Currently, she teaches all nine quarters of the acting sequence in the Department of Theatre, where she has been a full faculty member since 1990. Her principal research areas focus on acting theory and contemporary British playwrights, and she is published in Communications, the journal of the International Brecht Society. Mary serves as the Master at Jones Fine and Performing Arts Residential College; and is a member of the British Scholarships Committee of the Office of Fellowships. She has been placed on the ASG Faculty Honor Role three times, and in 2010 was appointed a Charles Deering McCormick Distinguished Senior Lecturer. She is the proud aunt of two nieces, both of whom, following their great-grandmother, grandmother, mother, and aunt, have chosen teaching careers, becoming the fourth generation committed to education.
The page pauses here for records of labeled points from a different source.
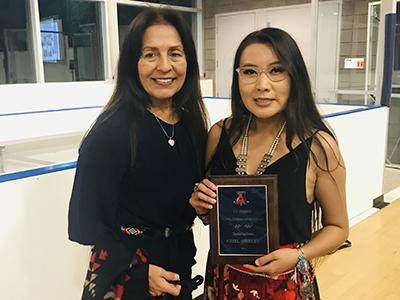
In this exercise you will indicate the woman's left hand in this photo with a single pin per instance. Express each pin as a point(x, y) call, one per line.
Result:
point(276, 262)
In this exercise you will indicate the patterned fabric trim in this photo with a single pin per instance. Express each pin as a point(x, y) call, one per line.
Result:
point(132, 231)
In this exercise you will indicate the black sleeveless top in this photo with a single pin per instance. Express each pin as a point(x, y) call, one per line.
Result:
point(294, 210)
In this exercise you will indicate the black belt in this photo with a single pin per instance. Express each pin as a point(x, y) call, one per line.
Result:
point(166, 232)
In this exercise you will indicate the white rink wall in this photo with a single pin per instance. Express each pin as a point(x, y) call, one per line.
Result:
point(38, 261)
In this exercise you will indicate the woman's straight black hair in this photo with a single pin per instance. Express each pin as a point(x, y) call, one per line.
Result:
point(187, 103)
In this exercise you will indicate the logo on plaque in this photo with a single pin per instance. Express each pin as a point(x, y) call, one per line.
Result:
point(241, 198)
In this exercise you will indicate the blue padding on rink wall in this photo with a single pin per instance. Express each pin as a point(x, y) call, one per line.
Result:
point(388, 59)
point(37, 171)
point(71, 165)
point(48, 111)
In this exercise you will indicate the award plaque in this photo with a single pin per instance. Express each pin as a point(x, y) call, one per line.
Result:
point(244, 221)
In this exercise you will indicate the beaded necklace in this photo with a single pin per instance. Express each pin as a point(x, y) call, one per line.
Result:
point(241, 160)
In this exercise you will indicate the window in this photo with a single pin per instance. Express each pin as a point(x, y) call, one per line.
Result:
point(71, 36)
point(16, 51)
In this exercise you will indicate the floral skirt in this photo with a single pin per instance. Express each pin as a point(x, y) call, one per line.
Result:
point(232, 282)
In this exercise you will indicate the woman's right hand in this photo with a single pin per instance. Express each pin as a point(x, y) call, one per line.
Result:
point(158, 282)
point(203, 198)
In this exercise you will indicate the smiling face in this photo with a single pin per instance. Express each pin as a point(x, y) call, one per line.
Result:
point(264, 98)
point(162, 66)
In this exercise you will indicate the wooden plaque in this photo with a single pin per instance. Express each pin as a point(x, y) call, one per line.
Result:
point(244, 221)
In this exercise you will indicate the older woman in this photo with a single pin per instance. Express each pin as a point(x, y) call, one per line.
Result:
point(137, 166)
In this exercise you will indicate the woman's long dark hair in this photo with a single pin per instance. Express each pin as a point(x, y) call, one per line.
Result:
point(301, 114)
point(187, 103)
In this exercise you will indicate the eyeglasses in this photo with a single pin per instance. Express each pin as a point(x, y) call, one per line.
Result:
point(251, 74)
point(152, 56)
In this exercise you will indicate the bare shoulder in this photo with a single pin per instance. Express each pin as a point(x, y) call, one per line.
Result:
point(326, 150)
point(213, 139)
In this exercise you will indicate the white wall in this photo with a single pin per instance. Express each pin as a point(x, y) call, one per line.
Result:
point(38, 262)
point(32, 97)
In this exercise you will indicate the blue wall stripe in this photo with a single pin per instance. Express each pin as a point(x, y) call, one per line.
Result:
point(49, 110)
point(71, 165)
point(37, 171)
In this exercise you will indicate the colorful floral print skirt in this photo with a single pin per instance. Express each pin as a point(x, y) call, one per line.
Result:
point(233, 282)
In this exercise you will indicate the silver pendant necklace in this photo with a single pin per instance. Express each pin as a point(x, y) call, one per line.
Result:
point(241, 160)
point(170, 138)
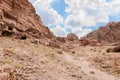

Reflection on the Alumnae Fellowship:
"I was brought up to be a proper young woman of the time: polite, well-mannered, selfless, ego and emotions under control, expressing only cheer, warmth, and a willingness to serve others. I wasn’t allowed to get dirty, let alone fight for things I wanted. But my father, bless his heart, was curious, ambitious of mind, and well-informed. He inspired my hunger for a life of the mind. I was top of my little high school class, but not prepared for Michigan, where I promptly fell in love with an intellectual boy who left for Viet Nam. I flunked out twice, then met Jim Coakley and John Styan, theatre professors who believed theatre to be a legitimate method of exploring the world, and, that art was essential to human life and learning. Through them, I became a committed and successful undergraduate. When they both moved to Northwestern, I followed them. I finished the M.A. here at Northwestern (and my college funds), wanting more thinking, more learning, more of who I realized I could become. On graduation day, I was offered a paid managerial position, while Northwestern invited me into the doctoral program. The Alumnae changed my life. Because you saw ambitious young women without other resources, because you valued their voices and futures, you made it possible for them to choose the academic path. Your generosity and attention has changed more lives than just the recipients’, for I went on to teach, as I’m sure many of the other fellows did, too. Your gifts then, have affected not only our lives, but the hundreds of students we have taught. What a wonderful idea the grant was, and what profound effect it continues to have. I feel such gratitude to the women of 1975 who took action, and to those of you who carry on their legacy and renew it each year. Thank you, and Brava!"